En 2017, a ouvert la première “Maison des poules” en France, afin de proposer une sorte de poulailler de retraite pour les poules destinées à l’abattoir. Ce sont 16 hectares situés à Coussac-Bonneval, à 40 km de Limoges, où elles peuvent continuer d’y pondre des œufs, même si leur rythme est plus faible qu’avant leurs 18 mois, à raison d’un œuf en moyenne tous les deux ou trois jours. Ces oeufs sont ensuite vendus en grande surface et magasins spécialisés, et participent à financer cette drôle de maison de retraite.

Passé l’âge de 3 ans ½, les poules ne pondent plus mais pas question de s’en débarrasser. Elles peuvent y continuer leur vie jusqu’à leur mort naturelle. Évidemment, cela représente un surcoût pour les producteurs, puisqu’il faut accepter de nourrir des poules pendant plus longtemps tout en récoltant moins d'œufs. Pour autant, l'entreprise trouve un écho positif auprès de consommateurs engagés et heureux de soutenir la démarche de ces "oeufs qui ne tuent pas la poule". Elle en a vendu plus de 600 000 en deux ans. 

Mettre fin au broyage des poussins mâles

Cette entreprise singulière lutte également contre un autre fléau : le broyage des poussins mâles.

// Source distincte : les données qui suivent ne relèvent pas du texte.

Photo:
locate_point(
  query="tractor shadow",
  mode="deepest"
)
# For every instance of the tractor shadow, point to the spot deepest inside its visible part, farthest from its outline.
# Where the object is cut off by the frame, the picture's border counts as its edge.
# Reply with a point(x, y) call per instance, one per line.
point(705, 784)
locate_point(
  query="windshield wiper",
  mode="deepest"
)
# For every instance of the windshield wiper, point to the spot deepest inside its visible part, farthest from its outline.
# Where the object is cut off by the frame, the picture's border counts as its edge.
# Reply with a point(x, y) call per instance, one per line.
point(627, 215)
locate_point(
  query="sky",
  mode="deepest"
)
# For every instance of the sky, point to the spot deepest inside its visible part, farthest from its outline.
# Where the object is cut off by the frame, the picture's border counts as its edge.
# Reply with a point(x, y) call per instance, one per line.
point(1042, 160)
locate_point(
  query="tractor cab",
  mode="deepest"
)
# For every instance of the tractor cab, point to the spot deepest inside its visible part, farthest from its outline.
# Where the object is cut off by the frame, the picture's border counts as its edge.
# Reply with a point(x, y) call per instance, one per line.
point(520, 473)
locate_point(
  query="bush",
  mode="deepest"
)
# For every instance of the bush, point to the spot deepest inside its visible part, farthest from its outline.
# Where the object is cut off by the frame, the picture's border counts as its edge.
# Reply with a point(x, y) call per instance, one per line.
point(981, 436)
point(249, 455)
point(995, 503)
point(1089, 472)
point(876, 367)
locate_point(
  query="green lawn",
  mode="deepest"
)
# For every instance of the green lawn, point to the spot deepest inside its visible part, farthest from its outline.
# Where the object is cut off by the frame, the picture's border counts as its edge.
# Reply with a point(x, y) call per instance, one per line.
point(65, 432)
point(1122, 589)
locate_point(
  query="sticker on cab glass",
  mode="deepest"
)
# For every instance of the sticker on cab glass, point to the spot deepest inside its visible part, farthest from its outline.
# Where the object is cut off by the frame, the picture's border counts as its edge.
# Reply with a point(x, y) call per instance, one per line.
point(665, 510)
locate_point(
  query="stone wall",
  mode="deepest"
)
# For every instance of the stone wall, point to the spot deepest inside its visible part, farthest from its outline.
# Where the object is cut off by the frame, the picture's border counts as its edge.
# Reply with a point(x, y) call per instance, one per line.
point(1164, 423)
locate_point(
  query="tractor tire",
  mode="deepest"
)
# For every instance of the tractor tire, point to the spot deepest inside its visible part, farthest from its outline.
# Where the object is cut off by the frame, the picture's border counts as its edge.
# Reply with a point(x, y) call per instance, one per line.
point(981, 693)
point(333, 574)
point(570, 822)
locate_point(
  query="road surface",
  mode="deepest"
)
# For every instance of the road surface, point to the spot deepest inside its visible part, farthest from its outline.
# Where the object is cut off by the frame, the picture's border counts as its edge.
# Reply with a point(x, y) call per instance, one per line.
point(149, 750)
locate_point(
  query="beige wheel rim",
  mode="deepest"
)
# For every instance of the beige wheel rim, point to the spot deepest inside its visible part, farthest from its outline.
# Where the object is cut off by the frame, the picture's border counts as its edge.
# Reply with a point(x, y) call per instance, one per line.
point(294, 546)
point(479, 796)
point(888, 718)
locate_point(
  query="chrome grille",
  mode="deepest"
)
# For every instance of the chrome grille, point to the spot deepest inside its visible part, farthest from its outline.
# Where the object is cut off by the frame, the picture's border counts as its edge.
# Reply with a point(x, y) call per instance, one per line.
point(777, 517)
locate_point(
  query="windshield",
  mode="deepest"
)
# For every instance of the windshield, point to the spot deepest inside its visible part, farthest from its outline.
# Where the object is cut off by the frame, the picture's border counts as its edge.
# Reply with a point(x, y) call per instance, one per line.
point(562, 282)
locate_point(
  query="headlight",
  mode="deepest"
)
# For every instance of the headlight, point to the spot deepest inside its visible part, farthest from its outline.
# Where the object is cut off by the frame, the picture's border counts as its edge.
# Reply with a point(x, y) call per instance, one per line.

Une pratique qui vient d'être interdite en Allemagne et qui est actuellement en discussion en France. 

Une alternative existe pour éviter cela grâce à un "sexage-in-ovo". Cette technique consiste à détecter le sexe de l’embryon dans l’oeuf pour ne couver que les oeufs femelles. Cela évite donc de tuer les poussins mâles indésirables. Des innovations qui nous prouvent qu'il est possible de continuer d'élever des animaux sans pour autant céder à des pratiques cruelles, et qui redonnent un peu d'espoir pour l'avenir.